Homélie de Mgr Le Stang pour la Fête de la Toussaint

Homélie de Mgr Le Stang
Fête de la Toussaint
Dimanche 1er Novembre 2021
Cathédrale Notre-Dame d’ Amiens

Frères et sœurs,

Le livre de l’Apocalypse vient de nous livrer la grande vision d’une multitude rassemblée, « revenue de la grande épreuve », proclamant la gloire de l’Agneau de Dieu. Il exprime, de façon grandiose, la grande Espérance de voir réunis en Christ une multitude d’hommes et de femmes, sauvés par son sacrifice, lavés par le sang de l’Agneau. Cette vision d’espérance nous parle encore, même si nous avons moins de représentations imagées de la vie éternelle que les générations antérieures. Pourtant, nous désirons cette vie éternelle, sans bien savoir en quoi elle consiste, et nous avançons vers elle, avec la petite Thérèse chantant : Non je ne meurs pas, j’entre dans la vie !

Au fond de lui-même, notre monde reste inquiet. Chacun porte en lui un grand désir de bonheur, de bien-être, de vie en plénitude. Mais comment l’atteindre ? Il y a au fond deux chemins : l’un cherche cette plénitude en se centrant sur soi, en cherchant à faire le vide à grand prix ou le plein à petit prix. L’autre attitude pressent que toute vie est don et appel à se donner. A travers la pauvreté de cœur, les larmes consolées, la douceur, l’esprit de paix, le cœur miséricordieux, beaucoup touchent du doigt cette beauté, cette sainteté, cette plénitude d’une vie plus puissante que la mort, qui les fait communier mystérieusement à la Bonté de Dieu. L’inquiétude moderne ne trouve son repos que dans l’accueil et le respect de la vie, dans le refus obstiné de toute misère et dans la miséricorde inlassable envers tous.
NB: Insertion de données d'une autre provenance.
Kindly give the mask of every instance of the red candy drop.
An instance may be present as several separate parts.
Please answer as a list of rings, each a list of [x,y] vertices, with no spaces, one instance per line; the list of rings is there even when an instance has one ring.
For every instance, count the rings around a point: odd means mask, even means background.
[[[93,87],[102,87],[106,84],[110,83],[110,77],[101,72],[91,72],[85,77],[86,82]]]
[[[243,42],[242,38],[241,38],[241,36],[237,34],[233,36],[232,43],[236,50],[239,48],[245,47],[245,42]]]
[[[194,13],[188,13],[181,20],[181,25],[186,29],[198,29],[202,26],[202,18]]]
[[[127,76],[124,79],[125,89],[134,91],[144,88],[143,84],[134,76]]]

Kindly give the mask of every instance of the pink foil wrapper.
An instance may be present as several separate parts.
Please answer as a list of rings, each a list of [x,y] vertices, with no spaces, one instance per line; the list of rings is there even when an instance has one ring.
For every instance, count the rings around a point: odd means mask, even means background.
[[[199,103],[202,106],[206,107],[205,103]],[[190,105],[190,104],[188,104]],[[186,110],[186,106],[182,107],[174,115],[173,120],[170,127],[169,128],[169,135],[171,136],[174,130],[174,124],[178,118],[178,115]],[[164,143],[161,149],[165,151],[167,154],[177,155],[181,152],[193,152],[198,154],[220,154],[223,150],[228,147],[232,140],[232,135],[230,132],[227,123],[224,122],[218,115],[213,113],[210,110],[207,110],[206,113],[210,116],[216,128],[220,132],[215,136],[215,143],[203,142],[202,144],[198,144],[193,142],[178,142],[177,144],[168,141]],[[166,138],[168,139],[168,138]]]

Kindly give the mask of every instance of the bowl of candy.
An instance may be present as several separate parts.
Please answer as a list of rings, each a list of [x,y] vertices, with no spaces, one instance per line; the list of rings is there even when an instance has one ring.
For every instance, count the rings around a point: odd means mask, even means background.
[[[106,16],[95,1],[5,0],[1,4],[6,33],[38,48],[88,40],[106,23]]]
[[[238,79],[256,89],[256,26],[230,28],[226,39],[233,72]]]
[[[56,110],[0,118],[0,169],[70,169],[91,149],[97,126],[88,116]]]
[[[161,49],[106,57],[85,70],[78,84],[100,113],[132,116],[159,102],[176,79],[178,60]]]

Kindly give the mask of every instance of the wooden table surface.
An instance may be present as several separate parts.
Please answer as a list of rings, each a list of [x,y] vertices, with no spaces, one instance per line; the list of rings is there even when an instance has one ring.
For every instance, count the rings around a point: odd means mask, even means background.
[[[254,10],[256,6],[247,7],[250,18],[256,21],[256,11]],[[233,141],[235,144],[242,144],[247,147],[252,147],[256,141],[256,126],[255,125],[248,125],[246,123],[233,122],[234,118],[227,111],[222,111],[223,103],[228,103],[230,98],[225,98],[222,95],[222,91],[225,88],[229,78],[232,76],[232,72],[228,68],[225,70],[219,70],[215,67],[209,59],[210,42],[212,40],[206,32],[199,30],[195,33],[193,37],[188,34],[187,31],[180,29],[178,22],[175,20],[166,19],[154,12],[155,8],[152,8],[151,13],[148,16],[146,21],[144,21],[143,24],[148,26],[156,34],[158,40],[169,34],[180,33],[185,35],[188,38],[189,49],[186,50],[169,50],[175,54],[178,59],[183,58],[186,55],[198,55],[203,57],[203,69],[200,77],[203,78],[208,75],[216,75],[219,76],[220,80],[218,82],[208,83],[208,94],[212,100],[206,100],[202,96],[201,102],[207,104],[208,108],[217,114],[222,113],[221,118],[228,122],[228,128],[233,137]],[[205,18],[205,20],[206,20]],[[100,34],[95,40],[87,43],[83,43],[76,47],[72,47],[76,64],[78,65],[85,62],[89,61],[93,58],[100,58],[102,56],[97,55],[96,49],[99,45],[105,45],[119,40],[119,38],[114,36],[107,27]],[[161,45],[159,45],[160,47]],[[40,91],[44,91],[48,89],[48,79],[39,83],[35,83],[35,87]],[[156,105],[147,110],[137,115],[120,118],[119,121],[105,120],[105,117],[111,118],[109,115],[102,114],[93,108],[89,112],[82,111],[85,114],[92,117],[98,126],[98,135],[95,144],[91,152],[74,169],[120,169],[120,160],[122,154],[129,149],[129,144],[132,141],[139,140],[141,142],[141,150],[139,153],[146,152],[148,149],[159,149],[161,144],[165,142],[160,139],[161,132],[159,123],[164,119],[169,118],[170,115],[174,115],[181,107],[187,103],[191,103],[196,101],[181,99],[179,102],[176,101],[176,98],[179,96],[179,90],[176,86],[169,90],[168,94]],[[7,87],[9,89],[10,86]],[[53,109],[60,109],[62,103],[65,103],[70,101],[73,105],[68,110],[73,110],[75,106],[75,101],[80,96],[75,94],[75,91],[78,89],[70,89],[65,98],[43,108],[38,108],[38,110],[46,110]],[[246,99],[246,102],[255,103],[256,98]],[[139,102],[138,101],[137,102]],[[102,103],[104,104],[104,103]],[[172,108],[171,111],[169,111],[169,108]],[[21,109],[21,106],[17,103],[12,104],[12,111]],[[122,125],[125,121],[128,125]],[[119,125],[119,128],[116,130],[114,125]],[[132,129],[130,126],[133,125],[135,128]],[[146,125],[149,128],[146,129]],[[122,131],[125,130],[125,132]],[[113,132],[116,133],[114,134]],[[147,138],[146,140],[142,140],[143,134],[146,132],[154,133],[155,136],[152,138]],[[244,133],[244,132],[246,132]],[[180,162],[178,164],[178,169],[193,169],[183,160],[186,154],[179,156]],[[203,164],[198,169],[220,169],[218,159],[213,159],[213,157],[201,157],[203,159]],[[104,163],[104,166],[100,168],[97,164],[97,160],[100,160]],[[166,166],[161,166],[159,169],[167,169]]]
Lorsque pointe ainsi l’esprit des Béatitudes chez des personnes parfois bien éloignées de la foi, nous pressentons ce dont l’Église parle en enseignant « l’appel universel à la sainteté ». Cet appel nous concerne en premier chef comme baptisés : le baptême nous plonge dans la sainteté de Dieu, et nous invite à la dilater dans nos vies, et à être ensemble la sainte et humble Église de Dieu. Et c’est ce qui se produit depuis les origines. Oh bien sûr, l’actualité récente nous pousserait à douter de cette sainteté. Mais s’il faut savoir confesser et réparer son péché et celui des frères et sœurs du Corps que nous formons, il faut aussi oser rappeler, bien au-delà de 70 ans, tant de sacrifices discrets, de combats pour la justice et la dignité, de prières prolongées et suppliantes, tant de de belles œuvres d’évangélisation et de promotion humaine, tant de pardons donnés et mille fois redonnés, qui font aussi de notre Église le saint écrin de la gloire de Dieu. Souvenez-vous de François, qui en Ombrie, dans la petite église de San Damiano, entendit cette voix : « François, va réparer ma maison qui, comme tu le vois, tombe en ruine ». On sait ce qu’il en advint : François demeure un des plus belles figures humaines, un des plus beaux saints qui nous fait louer Dieu pour et avec toute la Création. Mais on peut être aussi, intiment convaincu, qu’en ce moment où je vous parle, en notre monde, il y a un saint François et une sainte claire d’Assise, et bien d’autres, qui reçoivent le même ordre de mission. « Va réparer ma maison qui, comme tu le vois, tombe en ruine ». Va, ne fuis pas l’Église, ô non, au contraire, habite-là plus que jamais, et avec ma grâce, répare-là, édifie-là, rend-la belle et sainte, illumine-là, installe en bonne place la lampe du sanctuaire qui dit ma présence fidèle en ce lieu, et mon désir de brûler au cœur de chacun. Fais de mon Église un Peuple qui loue, supplie et adore, un Corps de serviteurs, qui réagit vite contre tout ce qui abîme le cœur, le corps et l’âme, un Temple de la miséricorde et de la bonté, où chacun se sente chez lui.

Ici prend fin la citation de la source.